Ma le incoerenze della Salis non finiscono qui. Non soddisfatta di proporre la patrimoniale, l'europarlamentare di Avs chiede di più: "Impedire che i ricchi possano trasferire la loro residenza fiscale. Si può fare una legge europea e muoversi con gli altri Paesi". Si tratta di una richiesta nata per impedire la fuga di capitali che avviene in ogni nazione in cui è introdotta la patrimoniale.
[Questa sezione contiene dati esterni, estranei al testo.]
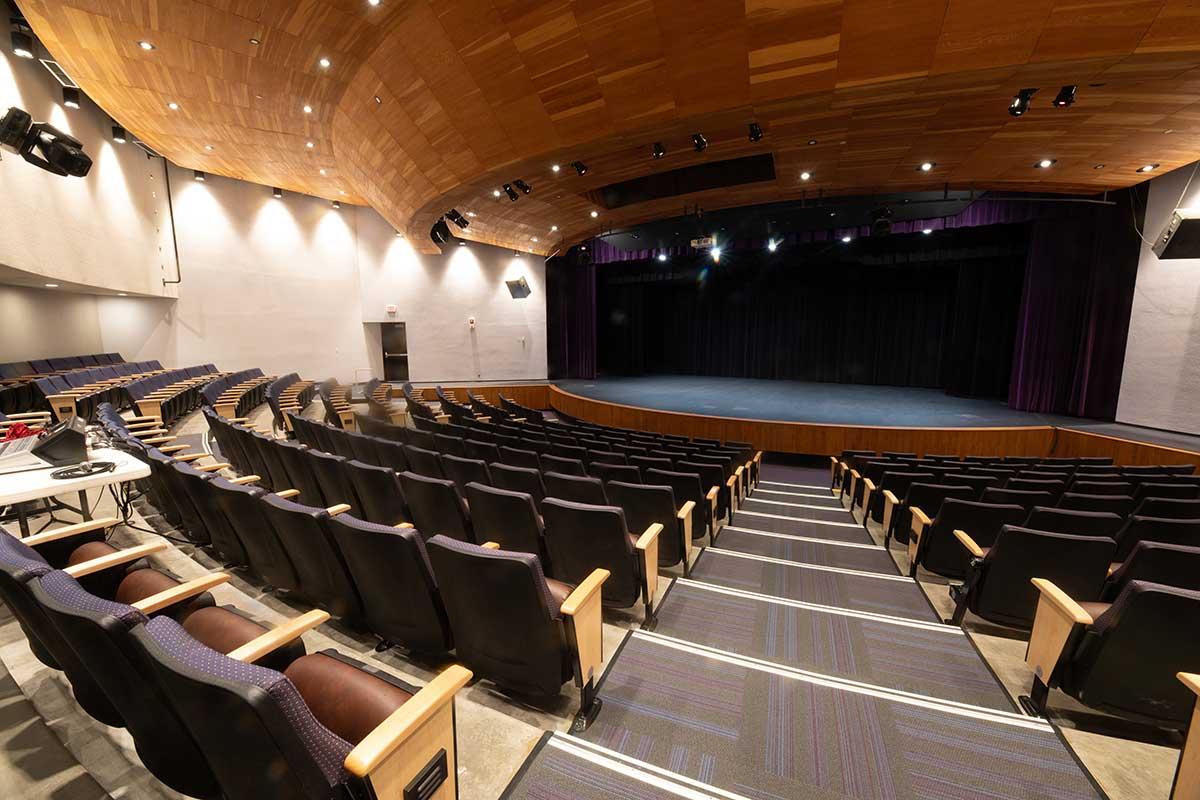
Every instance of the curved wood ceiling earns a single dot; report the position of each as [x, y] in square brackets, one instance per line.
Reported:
[431, 106]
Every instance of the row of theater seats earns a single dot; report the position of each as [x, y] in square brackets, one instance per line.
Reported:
[1108, 597]
[172, 394]
[79, 391]
[429, 594]
[217, 704]
[17, 392]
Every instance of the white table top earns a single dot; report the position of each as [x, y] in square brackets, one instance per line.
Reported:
[37, 483]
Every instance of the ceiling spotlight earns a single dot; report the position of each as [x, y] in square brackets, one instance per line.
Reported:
[1021, 102]
[1066, 96]
[22, 44]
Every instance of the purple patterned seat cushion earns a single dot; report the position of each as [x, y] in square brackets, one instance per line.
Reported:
[327, 749]
[65, 589]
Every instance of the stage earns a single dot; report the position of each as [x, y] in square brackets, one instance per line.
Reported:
[843, 405]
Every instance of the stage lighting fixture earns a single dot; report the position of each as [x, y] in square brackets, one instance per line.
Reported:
[22, 44]
[55, 151]
[1066, 96]
[1021, 102]
[441, 232]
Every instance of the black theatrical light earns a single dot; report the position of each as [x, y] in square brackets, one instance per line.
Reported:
[55, 151]
[1021, 102]
[1066, 96]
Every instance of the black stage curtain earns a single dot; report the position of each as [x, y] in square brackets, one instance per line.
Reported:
[892, 311]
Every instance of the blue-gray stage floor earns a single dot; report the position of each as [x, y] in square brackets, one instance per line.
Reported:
[796, 401]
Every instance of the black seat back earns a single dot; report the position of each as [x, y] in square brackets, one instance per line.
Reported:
[581, 537]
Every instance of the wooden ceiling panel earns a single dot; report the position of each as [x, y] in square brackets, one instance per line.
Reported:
[480, 92]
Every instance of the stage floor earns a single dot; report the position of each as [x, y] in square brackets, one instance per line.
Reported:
[795, 401]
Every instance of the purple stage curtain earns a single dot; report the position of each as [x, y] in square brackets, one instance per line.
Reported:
[1074, 320]
[571, 318]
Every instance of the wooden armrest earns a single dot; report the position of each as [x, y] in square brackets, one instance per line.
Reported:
[582, 613]
[969, 543]
[279, 636]
[67, 531]
[648, 543]
[178, 594]
[1056, 618]
[391, 756]
[119, 558]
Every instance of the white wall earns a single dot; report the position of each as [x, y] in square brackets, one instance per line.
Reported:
[1161, 385]
[437, 294]
[108, 229]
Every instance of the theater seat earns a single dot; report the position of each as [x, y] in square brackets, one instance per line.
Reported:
[327, 727]
[1122, 660]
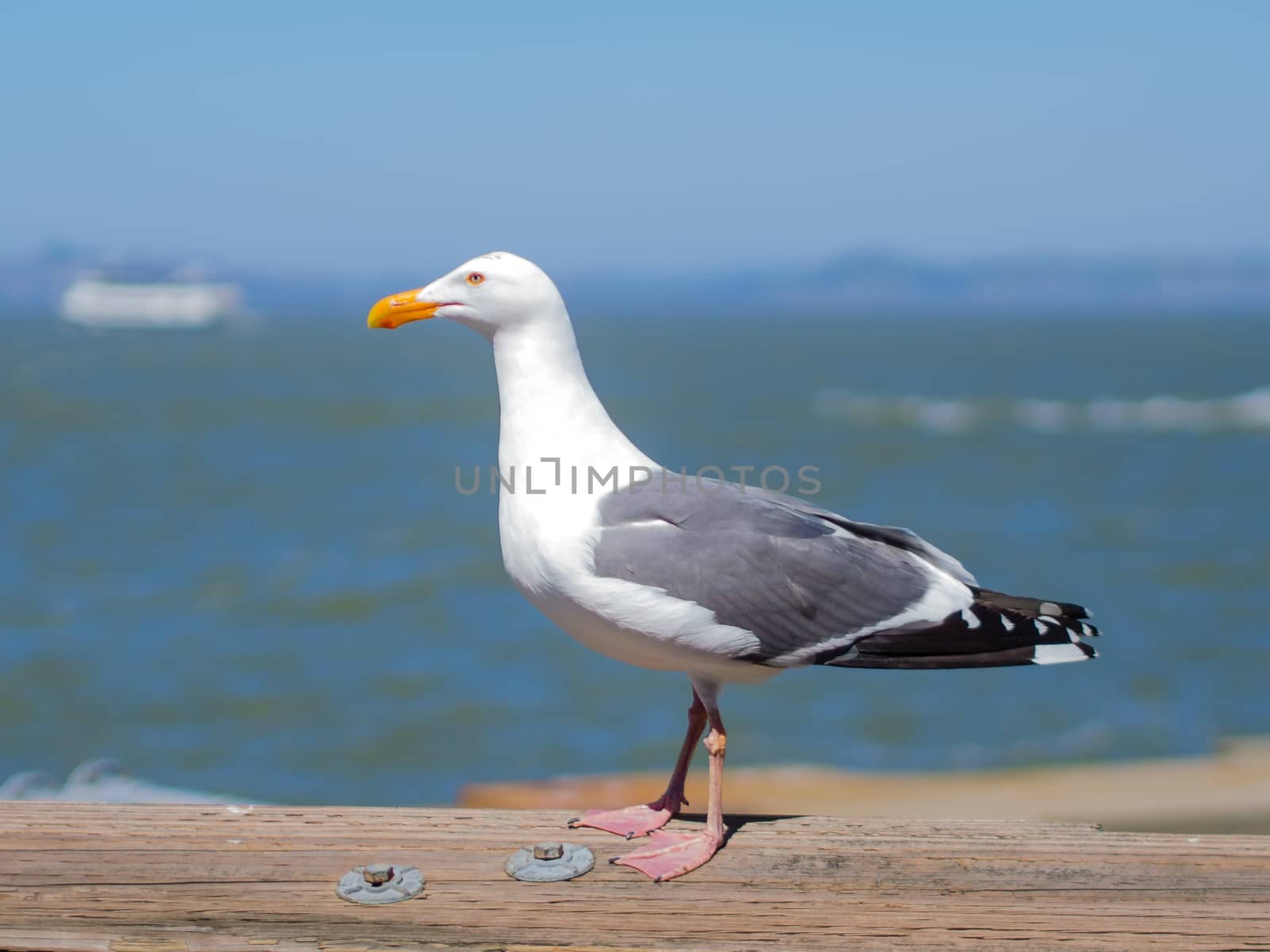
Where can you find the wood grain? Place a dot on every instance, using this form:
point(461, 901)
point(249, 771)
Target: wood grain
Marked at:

Oltre a continuare a portare avanti tutte proposte illiberali, la Salis propone di obbligare gli altri a fare il contrario di ciò che fa lei.
Come dimenticare quando, dopo un controllo di polizia avvenuto lo scorso 28 marzo a Roma prima di una manifestazione, fu trovata nella stessa camera di hotel con il suo assistente al parlamento europeo Ivan Bonnin. Il giorno successivo la Salis cambiò la sua residenza che fino a quel momento era nello stesso indirizzo di Bonnin. A proposito di coerenza.